Tant'è che mentre il mio cervello diede alle labbra l'impulso di dirgli - Dovrei starti lontano - il cuore diede alle braccia il fievole impulso di circondargli il collo e stringermi più possibile a lui.
E quando la sua stretta si fece più forte attorno al mio corpo, trovai il coraggio di dirgli - Ma non puoi privare a un arcobaleno di non spuntare dopo la pioggia - facendogli capire che seppur la scelta giusta fosse quella di stargli lontano, avevo bisogno di lui, anche se mi faceva del male, anche se mi respingeva, perchè sarei spuntato comunque nella sua vita e lui nella mia, così come l'arcobaleno spunta dopo la pioggia, colorando il cielo di sette colori sfumati.
Harry mi portò in infermeria. Lo capii subito dall'odore della stanza e dal tono di voce di Lauren.

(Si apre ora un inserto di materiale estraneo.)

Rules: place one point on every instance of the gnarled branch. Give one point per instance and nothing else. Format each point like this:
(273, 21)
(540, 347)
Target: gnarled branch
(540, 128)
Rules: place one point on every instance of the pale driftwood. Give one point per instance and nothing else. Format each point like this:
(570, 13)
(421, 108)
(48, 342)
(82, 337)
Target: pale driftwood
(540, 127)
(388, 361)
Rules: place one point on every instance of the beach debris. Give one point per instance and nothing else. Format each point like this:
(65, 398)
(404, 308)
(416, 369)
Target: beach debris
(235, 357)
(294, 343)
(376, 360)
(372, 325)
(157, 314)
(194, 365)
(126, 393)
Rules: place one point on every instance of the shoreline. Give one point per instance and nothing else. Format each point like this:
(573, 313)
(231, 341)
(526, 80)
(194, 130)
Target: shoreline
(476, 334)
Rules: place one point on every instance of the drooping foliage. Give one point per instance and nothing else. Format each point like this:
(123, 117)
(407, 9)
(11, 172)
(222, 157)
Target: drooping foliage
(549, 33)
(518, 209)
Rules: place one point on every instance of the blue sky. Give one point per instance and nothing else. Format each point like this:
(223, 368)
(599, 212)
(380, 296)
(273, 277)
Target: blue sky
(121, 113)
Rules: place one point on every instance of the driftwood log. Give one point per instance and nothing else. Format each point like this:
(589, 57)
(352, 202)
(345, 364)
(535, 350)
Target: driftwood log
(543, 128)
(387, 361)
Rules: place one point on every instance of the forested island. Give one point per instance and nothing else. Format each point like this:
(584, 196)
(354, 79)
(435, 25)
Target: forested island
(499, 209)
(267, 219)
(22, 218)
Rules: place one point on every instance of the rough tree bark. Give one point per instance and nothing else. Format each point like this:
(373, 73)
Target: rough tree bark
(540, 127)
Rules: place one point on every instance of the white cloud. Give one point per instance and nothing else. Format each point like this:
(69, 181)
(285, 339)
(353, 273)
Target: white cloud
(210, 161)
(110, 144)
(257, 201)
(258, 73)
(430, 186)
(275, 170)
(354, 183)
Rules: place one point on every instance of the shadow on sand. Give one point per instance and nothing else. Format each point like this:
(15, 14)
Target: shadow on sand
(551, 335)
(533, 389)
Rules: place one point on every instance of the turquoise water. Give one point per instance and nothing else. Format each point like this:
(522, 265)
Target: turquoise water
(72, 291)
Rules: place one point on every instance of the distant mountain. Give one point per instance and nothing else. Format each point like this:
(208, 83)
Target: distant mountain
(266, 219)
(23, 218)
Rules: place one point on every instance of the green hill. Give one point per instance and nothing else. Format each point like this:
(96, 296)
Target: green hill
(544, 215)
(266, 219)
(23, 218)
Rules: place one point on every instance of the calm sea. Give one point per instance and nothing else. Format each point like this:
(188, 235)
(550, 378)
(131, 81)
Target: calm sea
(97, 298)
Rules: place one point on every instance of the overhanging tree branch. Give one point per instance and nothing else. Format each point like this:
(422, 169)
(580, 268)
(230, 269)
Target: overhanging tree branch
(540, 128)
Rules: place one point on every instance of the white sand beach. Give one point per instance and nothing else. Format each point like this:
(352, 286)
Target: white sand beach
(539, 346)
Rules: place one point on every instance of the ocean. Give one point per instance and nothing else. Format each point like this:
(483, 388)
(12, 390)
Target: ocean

- Cristo santo, ancora tu? Volete smetterla di trattarlo in questo modo? Per quanto ancora vi sembra possa resistere? Eh? - urlò la dottoressa, aiutandomi a stare composto sul lettino. Mi accoccolai in posizione fetale, stringendo le ginocchia al petto per cercare di alleviare il dolore allo stomaco, ma non ce la facevo più. Non potevo più resistere all'impulso di scoppiare a piangere. La rabbia trattenuta doveva in qualche modo fuoriuscire. Così piansi, ancora, di fronte alla dottoressa e alla guardia. La prima mi confortò con dolci carezza. La seconda persona, invece, abbassò lo sguardo e uscì via, lasciandomi con il cuore che debolmente tremava perchè era fin troppo debole per pompare forte dentro al petto.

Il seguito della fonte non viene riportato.